Il vescovo che ha imparato l'umiltà in fabbrica. Con il consenso di Albino Luciani
Tempo di lettura: < 1 minute«Anche oggi, nel mio ministero di vescovo del Nordest brasiliano, realtà economicamente povera e sfruttata, ma ricca di umanità, l’esperienza giovanile di lavoro in fabbrica mi aiuta a capire di più le persone, le loro fatiche e resistenze. Anche da un punto di vista religioso». A parlare è monsignor Armando Bucciol, vescovo di Livramento, in Brasile, in un’intervista concessa ad Avvenire il 1 febbraio.
Già, perché monsignor Bucciol, da giovane seminarista del triveneto, ha lavorato in fabbrica. Racconta monsignore: «Tutto fu programmato con calma, con il consenso dell’allora vescovo monsignor Albino Luciani che poco prima di lasciare la diocesi mi aveva ordinato diacono (…).
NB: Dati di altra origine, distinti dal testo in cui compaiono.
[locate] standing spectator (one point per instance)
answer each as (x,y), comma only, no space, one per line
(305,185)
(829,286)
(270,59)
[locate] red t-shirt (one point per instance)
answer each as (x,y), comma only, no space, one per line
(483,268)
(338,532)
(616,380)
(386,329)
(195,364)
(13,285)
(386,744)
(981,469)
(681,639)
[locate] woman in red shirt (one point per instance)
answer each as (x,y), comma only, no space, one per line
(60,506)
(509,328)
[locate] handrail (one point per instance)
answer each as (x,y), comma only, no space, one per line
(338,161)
Dopo tanti anni di studio, vestire la tuta, entrare in fabbrica come operaio di VI categoria (l’ultima), portarsi dietro la “marmitta”, così la chiamavamo, mangiare insieme e, nell’intervallo del pranzo, giocare a carte all’osteria del Moro, viaggiare nell’autobus della ditta con gli altri operai… insomma essere “uno dei tanti”, mi ha aiutato a diminuire le presunzioni proprie dei “dottori” ed imparare, in questa scuola, valori e limiti, rapporti umani e sociali che non conoscevo se non in teoria»
Così conclude l’articolo: «”I miei primi maestri di vita sono stati quei colleghi operai, per la loro laboriosità, accoglienza, semplicità e resistenza”. Per i quali celebra l’Eucarestia tutte le volte che rientra in Italia. E proprio loro, gli amici di “gavetta”, lo vogliono sempre con il pastorale e la mitria».